Valve's Source engine (and GoldSrc, HL1), which itself is heavily based on the Quake 3 engine, uses delta compression and prediction as well. This is part of what made Counter-Strike such a popular game, and still is today. Especially in the competitive gaming world.
Valve licensed Quake code from id, and GoldSrc/Source are descended from that. There is no Quake2 or Quake3 code, the improvements over Quake are pure Valve.
QW is the Starcraft of first-person shooters. It's so much fun to duel (or 2on2 or 4on4) that pro players for other games still enjoy coming back to qw, where many of them started.
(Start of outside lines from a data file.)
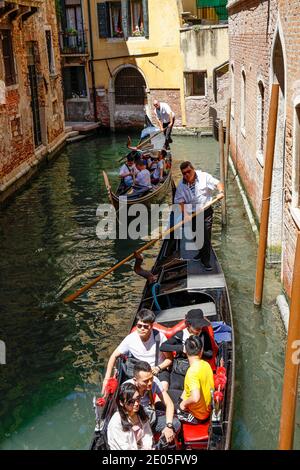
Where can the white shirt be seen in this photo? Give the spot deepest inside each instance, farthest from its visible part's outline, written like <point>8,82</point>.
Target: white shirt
<point>125,440</point>
<point>163,112</point>
<point>156,389</point>
<point>143,178</point>
<point>126,169</point>
<point>156,172</point>
<point>142,350</point>
<point>204,187</point>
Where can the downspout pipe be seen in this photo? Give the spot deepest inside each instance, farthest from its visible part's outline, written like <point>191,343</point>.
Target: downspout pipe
<point>91,62</point>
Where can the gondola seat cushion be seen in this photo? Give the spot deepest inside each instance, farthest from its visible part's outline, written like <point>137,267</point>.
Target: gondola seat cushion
<point>195,433</point>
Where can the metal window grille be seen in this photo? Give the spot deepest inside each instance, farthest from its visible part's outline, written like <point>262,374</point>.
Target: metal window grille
<point>130,87</point>
<point>8,58</point>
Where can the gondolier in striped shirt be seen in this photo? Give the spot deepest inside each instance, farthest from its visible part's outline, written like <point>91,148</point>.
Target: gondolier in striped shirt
<point>196,188</point>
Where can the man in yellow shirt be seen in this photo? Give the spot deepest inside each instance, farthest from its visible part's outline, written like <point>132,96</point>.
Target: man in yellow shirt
<point>198,384</point>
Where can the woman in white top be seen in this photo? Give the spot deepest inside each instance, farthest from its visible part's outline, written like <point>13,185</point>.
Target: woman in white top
<point>129,428</point>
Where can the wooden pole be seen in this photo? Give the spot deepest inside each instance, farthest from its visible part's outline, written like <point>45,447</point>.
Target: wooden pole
<point>222,170</point>
<point>291,368</point>
<point>266,196</point>
<point>83,289</point>
<point>227,143</point>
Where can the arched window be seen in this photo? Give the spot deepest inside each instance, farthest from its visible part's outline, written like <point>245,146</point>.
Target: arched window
<point>243,102</point>
<point>260,120</point>
<point>130,87</point>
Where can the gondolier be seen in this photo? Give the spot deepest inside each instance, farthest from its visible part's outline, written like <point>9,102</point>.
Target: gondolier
<point>196,188</point>
<point>166,119</point>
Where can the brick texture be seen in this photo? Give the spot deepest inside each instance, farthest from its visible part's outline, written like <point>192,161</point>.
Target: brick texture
<point>17,147</point>
<point>253,26</point>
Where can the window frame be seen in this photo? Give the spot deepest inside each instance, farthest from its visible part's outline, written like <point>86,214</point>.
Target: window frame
<point>193,73</point>
<point>295,202</point>
<point>13,77</point>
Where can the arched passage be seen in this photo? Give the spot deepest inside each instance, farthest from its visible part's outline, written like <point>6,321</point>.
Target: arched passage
<point>129,98</point>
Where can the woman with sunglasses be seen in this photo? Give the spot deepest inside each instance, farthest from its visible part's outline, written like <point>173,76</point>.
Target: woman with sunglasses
<point>129,428</point>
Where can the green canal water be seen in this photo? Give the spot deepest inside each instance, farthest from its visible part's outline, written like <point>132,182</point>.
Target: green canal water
<point>56,353</point>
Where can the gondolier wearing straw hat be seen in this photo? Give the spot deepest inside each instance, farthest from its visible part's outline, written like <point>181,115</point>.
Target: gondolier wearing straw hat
<point>196,188</point>
<point>166,119</point>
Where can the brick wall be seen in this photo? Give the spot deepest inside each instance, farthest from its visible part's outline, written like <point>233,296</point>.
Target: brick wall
<point>253,26</point>
<point>17,148</point>
<point>172,97</point>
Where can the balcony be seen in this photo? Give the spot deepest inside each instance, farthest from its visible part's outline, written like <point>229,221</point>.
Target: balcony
<point>73,42</point>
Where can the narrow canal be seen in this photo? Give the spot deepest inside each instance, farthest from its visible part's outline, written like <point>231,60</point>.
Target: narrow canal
<point>56,353</point>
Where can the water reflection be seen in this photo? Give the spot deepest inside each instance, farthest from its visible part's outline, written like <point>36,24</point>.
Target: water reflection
<point>56,352</point>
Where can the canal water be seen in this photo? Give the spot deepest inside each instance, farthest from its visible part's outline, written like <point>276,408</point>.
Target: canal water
<point>56,353</point>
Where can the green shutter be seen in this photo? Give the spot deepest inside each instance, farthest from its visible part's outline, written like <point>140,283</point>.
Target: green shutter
<point>125,18</point>
<point>146,18</point>
<point>103,20</point>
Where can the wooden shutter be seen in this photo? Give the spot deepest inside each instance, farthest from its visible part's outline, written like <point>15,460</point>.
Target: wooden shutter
<point>8,57</point>
<point>125,18</point>
<point>146,18</point>
<point>103,20</point>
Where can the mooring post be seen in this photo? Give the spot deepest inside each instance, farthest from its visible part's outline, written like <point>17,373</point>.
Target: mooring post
<point>222,170</point>
<point>292,359</point>
<point>266,196</point>
<point>227,142</point>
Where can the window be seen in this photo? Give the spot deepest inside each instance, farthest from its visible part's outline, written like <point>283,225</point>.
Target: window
<point>137,18</point>
<point>74,82</point>
<point>8,57</point>
<point>130,87</point>
<point>243,102</point>
<point>195,83</point>
<point>110,20</point>
<point>260,120</point>
<point>50,51</point>
<point>121,19</point>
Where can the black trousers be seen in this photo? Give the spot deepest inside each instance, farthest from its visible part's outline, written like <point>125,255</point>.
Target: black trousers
<point>204,252</point>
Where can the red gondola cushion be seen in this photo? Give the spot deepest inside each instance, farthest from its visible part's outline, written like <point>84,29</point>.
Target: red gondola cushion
<point>195,432</point>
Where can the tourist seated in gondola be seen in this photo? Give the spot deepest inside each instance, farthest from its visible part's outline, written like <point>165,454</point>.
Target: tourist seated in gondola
<point>195,322</point>
<point>143,179</point>
<point>151,278</point>
<point>143,345</point>
<point>195,404</point>
<point>155,401</point>
<point>158,166</point>
<point>128,171</point>
<point>129,428</point>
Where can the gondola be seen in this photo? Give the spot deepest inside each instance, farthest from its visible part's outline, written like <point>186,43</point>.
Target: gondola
<point>151,140</point>
<point>155,195</point>
<point>184,284</point>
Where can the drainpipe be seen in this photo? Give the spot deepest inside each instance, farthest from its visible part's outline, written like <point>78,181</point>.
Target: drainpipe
<point>91,62</point>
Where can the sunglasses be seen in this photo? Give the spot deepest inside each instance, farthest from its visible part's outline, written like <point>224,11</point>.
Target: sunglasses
<point>132,401</point>
<point>145,326</point>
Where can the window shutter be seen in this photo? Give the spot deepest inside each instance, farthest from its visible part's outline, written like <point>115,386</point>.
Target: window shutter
<point>103,20</point>
<point>146,18</point>
<point>125,18</point>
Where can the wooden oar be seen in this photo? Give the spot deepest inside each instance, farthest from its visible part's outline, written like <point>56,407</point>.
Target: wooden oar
<point>83,289</point>
<point>141,145</point>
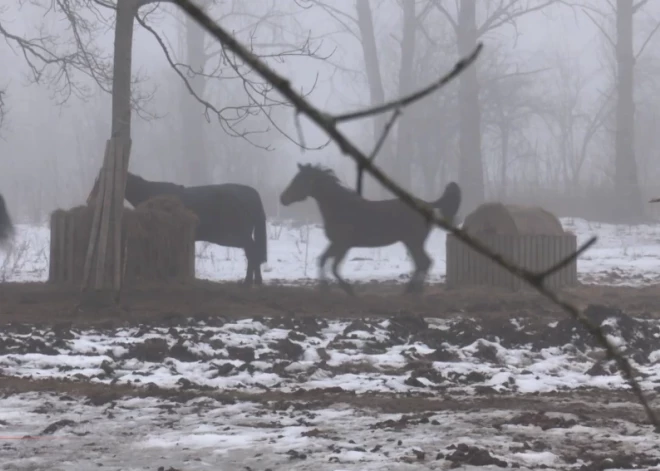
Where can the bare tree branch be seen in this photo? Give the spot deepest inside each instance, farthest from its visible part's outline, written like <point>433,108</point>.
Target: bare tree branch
<point>413,97</point>
<point>639,5</point>
<point>329,125</point>
<point>647,40</point>
<point>379,144</point>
I would say it's a beautiful game.
It also has a ton of fanatical players/mappers/coders hacking on weekends, making their own custom additions to the game.
That's still a client-server model, only one of the clients happens to be the server as well. Quake 1 worked that way, too. The Halo games use a client-server model but support transparent host migration if the original host quits mid-game. That's really tricky to get working even halfway decently!
The Call of Duty games all ultimately descend from the Quake 3 code base, so I wouldn't be too surprised if MW2 and BLOPS were still using a recognizable variation of the networking model described in the article by Brian Hook in my link.
Neither approach seems optimal from an information theory point of view. The Doom approach needs feedback, but communicating at the optimal rate of noisy channel doesn't need feedback. The Quake approach sends the game state redundantly, but across time simply repeats information, and repetition codes aren't optimal.
It could turn out that in this application the Quake approach is best, because for latency reasons it might not be possible to send long enough blocks for Shannon's theory to apply. The Quake approach is also nice and simple. However, here's the approach I have in mind: send the stream of deltas protected by a code that can cope with some of them being erased, such as a Digital Fountain Code [1]. Each message would contain deltas stored slightly redundantly and XORed with previous deltas. If we have all previous deltas then we are set, otherwise we'll have to wait for another packet or two before we can infer the deltas, but we don't need to bother telling the receiver that we lost a packet.
[1] http://en.wikipedia.org/wiki/Fountain_code — but a much better resource is chapter 50 of http://www.inference.phy.cam.ac.uk/mackay/itila/book.html
EDIT: In response to replies by VMG and JoachimSchipper: I didn't mean to suggest they should have done anything differently. It worked well enough, and they got it out the door; agreed! I just think it's an interesting puzzle to think about.